Concerned by the obvious consolidation of military power by President Bukele in El Salvador, as well as repeated police violence against protestors and other democratic movements in Honduras and Guatemala under former president Juan Orlando Hernández and President Alejandro Giamattei, respectively, Rep. Ilhan Omar (D-MN) circulated a similar letter in April 2021 calling on the House Appropriations Committee leadership to limit security assistance to the three countries. As she wrote at the time, “[If we hope for more peaceful lives for the peoples of Central America], it is imperative that Congress takes clear action to cease the facilitation of continued human rights abuses in El Salvador, Honduras, and Guatemala and to put stronger restrictions on State Department and Department of Defense programming in the region.”

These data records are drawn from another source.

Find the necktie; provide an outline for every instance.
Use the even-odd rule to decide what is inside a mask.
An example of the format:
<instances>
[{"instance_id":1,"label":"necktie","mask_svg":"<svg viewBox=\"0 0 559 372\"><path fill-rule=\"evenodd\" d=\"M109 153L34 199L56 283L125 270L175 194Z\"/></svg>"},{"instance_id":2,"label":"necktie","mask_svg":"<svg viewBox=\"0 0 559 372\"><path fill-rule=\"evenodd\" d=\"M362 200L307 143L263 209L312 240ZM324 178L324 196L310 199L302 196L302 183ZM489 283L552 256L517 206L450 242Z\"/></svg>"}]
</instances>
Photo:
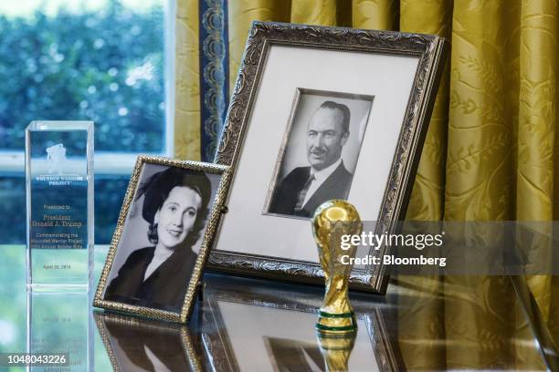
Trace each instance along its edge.
<instances>
[{"instance_id":1,"label":"necktie","mask_svg":"<svg viewBox=\"0 0 559 372\"><path fill-rule=\"evenodd\" d=\"M309 179L307 180L307 181L303 185L303 188L301 190L301 191L299 192L299 195L297 196L297 203L295 204L295 211L301 211L302 209L303 202L305 202L305 197L307 196L307 192L309 191L309 188L311 187L311 184L312 183L314 180L315 180L314 174L311 173L311 175L309 176Z\"/></svg>"}]
</instances>

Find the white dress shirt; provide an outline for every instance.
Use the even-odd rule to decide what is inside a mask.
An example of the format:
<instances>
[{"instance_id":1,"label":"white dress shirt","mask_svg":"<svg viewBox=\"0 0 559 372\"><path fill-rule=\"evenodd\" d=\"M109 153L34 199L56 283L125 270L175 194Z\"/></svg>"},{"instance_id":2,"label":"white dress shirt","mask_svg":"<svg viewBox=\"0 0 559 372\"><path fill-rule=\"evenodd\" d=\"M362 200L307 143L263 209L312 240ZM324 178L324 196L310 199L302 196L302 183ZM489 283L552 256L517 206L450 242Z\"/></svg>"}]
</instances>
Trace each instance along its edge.
<instances>
[{"instance_id":1,"label":"white dress shirt","mask_svg":"<svg viewBox=\"0 0 559 372\"><path fill-rule=\"evenodd\" d=\"M309 199L314 195L314 192L324 183L326 179L334 172L336 168L338 168L342 164L342 158L338 159L338 161L333 164L324 168L321 170L316 170L314 168L311 167L311 174L314 174L314 181L309 186L309 190L307 191L307 194L305 195L305 200L303 201L303 207L309 202ZM311 175L309 175L311 177Z\"/></svg>"}]
</instances>

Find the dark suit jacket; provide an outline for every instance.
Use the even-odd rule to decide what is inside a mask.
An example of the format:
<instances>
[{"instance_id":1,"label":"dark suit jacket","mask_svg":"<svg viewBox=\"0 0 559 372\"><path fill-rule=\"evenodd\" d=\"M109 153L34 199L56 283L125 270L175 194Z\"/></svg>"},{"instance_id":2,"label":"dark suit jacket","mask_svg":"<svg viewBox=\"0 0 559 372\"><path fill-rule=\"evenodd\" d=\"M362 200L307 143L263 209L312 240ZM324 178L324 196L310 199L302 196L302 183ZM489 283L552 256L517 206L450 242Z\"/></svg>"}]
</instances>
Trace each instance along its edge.
<instances>
[{"instance_id":1,"label":"dark suit jacket","mask_svg":"<svg viewBox=\"0 0 559 372\"><path fill-rule=\"evenodd\" d=\"M105 300L180 312L197 254L190 247L178 247L143 281L154 252L155 247L132 252L111 281Z\"/></svg>"},{"instance_id":2,"label":"dark suit jacket","mask_svg":"<svg viewBox=\"0 0 559 372\"><path fill-rule=\"evenodd\" d=\"M283 180L272 196L269 212L270 213L311 217L314 211L324 202L331 199L347 199L353 175L343 166L343 161L318 188L314 194L303 205L301 211L295 211L295 204L301 189L311 175L311 167L295 168Z\"/></svg>"}]
</instances>

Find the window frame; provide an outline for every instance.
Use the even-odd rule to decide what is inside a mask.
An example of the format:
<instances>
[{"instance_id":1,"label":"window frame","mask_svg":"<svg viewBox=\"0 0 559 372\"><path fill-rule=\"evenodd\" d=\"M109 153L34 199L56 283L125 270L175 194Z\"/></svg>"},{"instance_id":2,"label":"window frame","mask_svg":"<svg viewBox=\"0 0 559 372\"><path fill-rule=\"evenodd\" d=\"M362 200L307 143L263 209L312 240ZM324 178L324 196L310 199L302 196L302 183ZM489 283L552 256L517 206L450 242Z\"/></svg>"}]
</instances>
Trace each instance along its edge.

This year’s letters happened to coincide with a massive wave of arrests in El Salvador following a declaration of a 30-day “State of Exception” on March 27, which suspended due process and other Constitutional rights in response to a spike in gang violence. Since the start of the State of Exception, which has already been renewed, over 30,000 people have been arrested without warrants in El Salvador; many of the arrests, according to family members, were completely arbitrary. In scenes harkening back to the 1980s, U.S. media have shown anguished mothers outside the jails pleading for information on the whereabouts of their children. Human rights organizations in El Salvador are scrambling to provide assistance, as well as to document widespread reports of police and military abuse of force. As of May 19, over 500 incidents of human rights abuses have been reported. Salvadoran newspaper La Prensa Gráfica has reported that eleven people have died in custody.

The State of Exception and the blatant disregard shown by the Salvadoran government toward international treaties and human rights standards guaranteeing the right to due process has been decried by the United Nations, international human rights organizations like Amnesty International, and, most importantly, the Salvadoran popular movement. International solidarity and migrant justice organizations have also held the United States responsible for this new wave of state repression for having trained and armed Salvadoran security forces.

The appropriations process, which will determine next year’s spending levels and any possible restrictions on U.S. security assistance in Central America, is expected to continue in June and July.